IV

   
  "Les événements se précipitent, Kublai, le Grand Khan est en tournée dans le Sud - nous ne le rejoindrons pas avant trois jours de galop... 
- Alors il nous faut partir tout de suite, Wedrech, prête-moi tes meilleurs chevaux et quelques hommes, Gaori doit être arrêté ! 
- Ne t'inquiète pas, j'avais déjà fait préparer le nécessaire en vue d'une partie de chasse. Ouarlong et Subodai sont nos meilleurs éclaireurs, et ils t'accompagneront. Vous pouvez partir immédiatement. 
- Merci Wedrech." 

Le mage et ambassadeur Faucon alla retrouver Ouarlong, le chef Eclaireur, qui discutait avec Subodai.
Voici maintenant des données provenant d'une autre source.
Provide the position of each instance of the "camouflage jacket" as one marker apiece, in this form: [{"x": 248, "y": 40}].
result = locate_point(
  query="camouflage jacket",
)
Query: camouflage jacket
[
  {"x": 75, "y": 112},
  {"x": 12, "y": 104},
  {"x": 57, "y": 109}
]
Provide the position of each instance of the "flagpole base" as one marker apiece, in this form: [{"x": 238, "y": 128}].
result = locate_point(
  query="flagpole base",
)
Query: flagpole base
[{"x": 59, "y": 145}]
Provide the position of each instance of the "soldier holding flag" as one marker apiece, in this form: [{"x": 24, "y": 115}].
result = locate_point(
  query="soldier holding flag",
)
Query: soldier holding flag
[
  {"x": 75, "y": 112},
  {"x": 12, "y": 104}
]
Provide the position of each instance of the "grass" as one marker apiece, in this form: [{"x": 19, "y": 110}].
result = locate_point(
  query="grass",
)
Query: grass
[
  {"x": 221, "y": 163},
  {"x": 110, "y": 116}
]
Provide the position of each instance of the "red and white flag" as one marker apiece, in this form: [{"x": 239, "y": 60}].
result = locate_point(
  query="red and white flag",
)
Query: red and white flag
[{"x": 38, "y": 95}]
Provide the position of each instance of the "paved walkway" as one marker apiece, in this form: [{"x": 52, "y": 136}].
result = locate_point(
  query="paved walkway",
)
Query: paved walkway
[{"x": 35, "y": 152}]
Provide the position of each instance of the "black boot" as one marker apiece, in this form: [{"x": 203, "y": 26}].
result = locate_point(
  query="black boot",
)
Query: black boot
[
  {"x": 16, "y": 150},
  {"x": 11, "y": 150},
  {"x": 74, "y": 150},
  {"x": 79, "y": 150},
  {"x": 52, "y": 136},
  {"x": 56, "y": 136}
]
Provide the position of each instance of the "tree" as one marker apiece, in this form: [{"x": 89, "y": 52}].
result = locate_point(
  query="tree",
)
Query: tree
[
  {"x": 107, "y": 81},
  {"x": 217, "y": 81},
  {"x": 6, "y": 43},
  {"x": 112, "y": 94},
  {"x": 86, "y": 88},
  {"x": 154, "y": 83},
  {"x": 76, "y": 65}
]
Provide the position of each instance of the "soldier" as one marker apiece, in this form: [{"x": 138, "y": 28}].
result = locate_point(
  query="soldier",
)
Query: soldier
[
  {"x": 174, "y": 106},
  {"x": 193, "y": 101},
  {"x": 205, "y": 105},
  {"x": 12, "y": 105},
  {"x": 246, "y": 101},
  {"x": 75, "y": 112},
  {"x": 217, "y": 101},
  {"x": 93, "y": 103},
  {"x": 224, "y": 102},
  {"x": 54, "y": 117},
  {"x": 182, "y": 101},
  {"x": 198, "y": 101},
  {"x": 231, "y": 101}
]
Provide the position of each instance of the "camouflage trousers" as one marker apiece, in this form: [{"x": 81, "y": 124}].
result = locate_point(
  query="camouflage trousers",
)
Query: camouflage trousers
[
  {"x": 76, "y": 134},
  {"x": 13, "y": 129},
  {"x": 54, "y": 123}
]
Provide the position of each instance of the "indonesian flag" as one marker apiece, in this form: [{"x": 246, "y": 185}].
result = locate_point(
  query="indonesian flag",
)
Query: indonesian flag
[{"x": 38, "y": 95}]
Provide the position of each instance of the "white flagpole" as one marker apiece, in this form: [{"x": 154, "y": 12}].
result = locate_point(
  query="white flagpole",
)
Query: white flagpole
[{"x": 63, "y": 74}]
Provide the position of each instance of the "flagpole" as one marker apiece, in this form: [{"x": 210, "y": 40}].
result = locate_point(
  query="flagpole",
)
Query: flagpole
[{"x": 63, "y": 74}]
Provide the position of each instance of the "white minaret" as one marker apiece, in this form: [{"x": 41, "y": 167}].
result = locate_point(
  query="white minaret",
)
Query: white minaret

Peu de mots furent échangés, ils savaient quoi faire. En quelques minutes, ils étaient déjà loin du camp Faucon, son troupeau de yacks et de chevaux étant le dernier repère qu'il pouvait apercevoir à l'horizon. 

La grande Shuni s'étendait face à eux. 

 

   
         

   

"Nous y voilà, le fort que nous apercevons là bas est la Forteresse de Lao Tsui, qui a servi pendant des siècles de poste frontière et de première défense entre les terres Faucons et Scarabées. Théoriquement, c'est là que Gaori Khan frappera en premier s'il le peut. 
- La nuit tombe, hâtons-nous, nous pouvons y arriver en moins d'une heure d'ici. 
- Attends une seconde, Cairn. Les grands feux ont été allumés sur la haute tour. 
- Et ca veut dire ? 
- Ca veut dire qu'une armée est en vue. 
- Tu veux dire que... 
- Oui, ce grand feu sert de signal. Visible d'avant-poste en avant-poste, il sert à donner l'alerte en cas de guerre. A l'heure qu'il est, le Shogun et le Champion d'Emeraude doivent être au courant d'une attaque. 
- Alors, nous arrivons trop tard ? 
- Pas si je peux faire parvenir un courrier à Kaji-sama. Tu avais raison, hâtons-nous, je pourrai certainement envoyer un pigeon voyageur au Shogun de la forteresse." 

Isao Takashi attira leur attention, pointant une forme sombre du doigt, couvrant l'horizon au nord. 

"L'armée de Gaori ! Ils sont déjà là ! 
- Hum, ca s'annonce mal. Nous allons débarquer en plein siège - les défenseurs ne vont certainement pas nous ouvrir avec une menace aussi proche, s'ils ne nous tirent pas dessus à vue. 
- Nous n'avons pas le choix. Partons, vite !" 

Et les trois hommes reprirent la route. 

 

   

         
   

La nuit était tombée, l'obscurité pesant sur les Faucons encore fidèles à Gaori Khan. Et il n'y en avait plus beaucoup. 

Elle tendit l'oreille, alors que de grands éclats de voix retentissaient. Elle se risqua à s'approcher du grand feu de camp central, suivie de sa gardienne toujours aussi muette. 

Un homme au corps tatoué et vêtu de fourrures en guenille était manifestement en grande discussion avec son Khan, le montrant du doigt, et, sans doute, l'injuriant de mille facons. Elle se doutait du contenu des paroles du shaman, sans en connaitre l'exact teneur. 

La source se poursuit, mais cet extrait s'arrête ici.